Figure 4. — Downregulation of JAM-A expression reverses the accelerated migration of Ykt6-depleted epithelial cells.

DU145 cells were co-transfected with one of the following siRNA pairs: control-control, control-Ykt6 D1, control-JAM-A, and Ykt6 D1-JAM-A. (a) Expression of Ykt6 and JAM-A in total cell lysates was determined on day 4 post-transfection. Cell motility was examined by using wound healing (**b,c**) and Matrigel invasion (**d,e**) assays. Data are presented as mean ± SE (n = 3); *P < 0.01. Scale bars, 200 µm.

Figure 5. — Pharmacological inhibition of Rap1 GTPase attenuates the accelerated motility of Ykt6-depleted epithelial cells.
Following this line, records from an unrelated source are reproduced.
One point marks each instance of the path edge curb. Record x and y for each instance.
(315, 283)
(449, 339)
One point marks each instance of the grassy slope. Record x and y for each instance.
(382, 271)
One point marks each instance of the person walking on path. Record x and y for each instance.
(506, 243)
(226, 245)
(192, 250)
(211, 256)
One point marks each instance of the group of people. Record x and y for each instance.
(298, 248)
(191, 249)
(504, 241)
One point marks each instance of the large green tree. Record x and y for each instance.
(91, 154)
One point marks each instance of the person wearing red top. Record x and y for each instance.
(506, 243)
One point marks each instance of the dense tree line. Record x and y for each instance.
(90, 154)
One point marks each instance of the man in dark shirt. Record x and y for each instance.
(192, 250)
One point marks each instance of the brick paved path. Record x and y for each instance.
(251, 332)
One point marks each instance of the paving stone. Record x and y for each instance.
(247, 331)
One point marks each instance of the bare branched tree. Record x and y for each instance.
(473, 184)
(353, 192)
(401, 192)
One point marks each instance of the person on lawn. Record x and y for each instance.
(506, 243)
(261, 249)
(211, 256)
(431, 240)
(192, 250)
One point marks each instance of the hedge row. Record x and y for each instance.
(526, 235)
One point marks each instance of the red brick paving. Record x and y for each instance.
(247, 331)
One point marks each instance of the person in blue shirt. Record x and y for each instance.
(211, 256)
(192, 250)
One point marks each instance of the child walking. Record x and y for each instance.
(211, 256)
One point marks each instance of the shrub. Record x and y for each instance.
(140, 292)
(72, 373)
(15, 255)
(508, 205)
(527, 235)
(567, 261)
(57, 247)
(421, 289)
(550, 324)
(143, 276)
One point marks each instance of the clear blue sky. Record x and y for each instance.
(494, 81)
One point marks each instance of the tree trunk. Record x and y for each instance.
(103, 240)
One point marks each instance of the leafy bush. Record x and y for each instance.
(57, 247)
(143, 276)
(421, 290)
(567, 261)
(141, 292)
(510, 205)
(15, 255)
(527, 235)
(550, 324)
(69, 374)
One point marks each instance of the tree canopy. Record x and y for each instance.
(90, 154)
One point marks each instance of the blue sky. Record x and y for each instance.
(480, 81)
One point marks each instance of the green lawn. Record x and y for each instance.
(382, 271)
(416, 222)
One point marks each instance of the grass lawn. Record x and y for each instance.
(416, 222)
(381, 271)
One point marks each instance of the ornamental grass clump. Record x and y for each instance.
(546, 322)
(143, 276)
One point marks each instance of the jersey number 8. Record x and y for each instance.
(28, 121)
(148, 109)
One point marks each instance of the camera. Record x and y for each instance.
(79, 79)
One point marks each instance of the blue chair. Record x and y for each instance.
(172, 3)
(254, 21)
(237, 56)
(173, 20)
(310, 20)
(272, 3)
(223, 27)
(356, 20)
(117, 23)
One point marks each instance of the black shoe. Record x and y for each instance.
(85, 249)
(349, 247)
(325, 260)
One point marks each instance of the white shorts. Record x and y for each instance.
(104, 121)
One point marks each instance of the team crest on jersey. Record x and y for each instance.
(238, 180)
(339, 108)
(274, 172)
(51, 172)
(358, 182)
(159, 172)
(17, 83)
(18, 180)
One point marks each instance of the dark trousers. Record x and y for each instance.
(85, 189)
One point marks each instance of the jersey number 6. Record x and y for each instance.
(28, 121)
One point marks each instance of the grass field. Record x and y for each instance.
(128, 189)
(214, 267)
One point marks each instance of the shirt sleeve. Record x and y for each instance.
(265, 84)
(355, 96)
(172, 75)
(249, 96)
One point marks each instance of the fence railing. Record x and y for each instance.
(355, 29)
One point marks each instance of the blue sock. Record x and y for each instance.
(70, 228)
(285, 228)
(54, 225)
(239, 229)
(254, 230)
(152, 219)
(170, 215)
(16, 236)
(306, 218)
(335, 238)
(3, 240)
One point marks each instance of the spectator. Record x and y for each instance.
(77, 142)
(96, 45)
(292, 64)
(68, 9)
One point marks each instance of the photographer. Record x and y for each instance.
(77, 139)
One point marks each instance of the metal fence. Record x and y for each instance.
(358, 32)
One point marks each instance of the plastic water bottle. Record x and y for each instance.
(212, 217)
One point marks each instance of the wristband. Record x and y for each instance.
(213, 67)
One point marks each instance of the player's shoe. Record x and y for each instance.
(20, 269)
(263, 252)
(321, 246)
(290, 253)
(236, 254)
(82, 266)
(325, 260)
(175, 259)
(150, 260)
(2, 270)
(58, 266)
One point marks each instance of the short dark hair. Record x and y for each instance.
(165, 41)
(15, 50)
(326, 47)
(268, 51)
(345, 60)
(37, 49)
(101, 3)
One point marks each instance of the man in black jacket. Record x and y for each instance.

DU145 cells were transfected with either control or Ykt6 siRNAs (D1 and D3 for the Rap1 activation assay and D1 for the functional studies). (a) The amount of active and total Rap1 was determined in total cell lysates on day 4 post-transfection. Numbers indicate the average values for the active Rap1 relative expression calculated from 3 independent experiments. The effects of pharmacological Rap1 inhibitor (CE3F4, 50 µM) on cell motility were determined using wound closure (**b,c**) and Matrigel invasion (**d,e**) assays. Data are presented as mean ± SE (n = 3); **P ≤ 0.05; *P ≤ 0.01; ^# P ≤ 0.001. Scale bars, 200 µm.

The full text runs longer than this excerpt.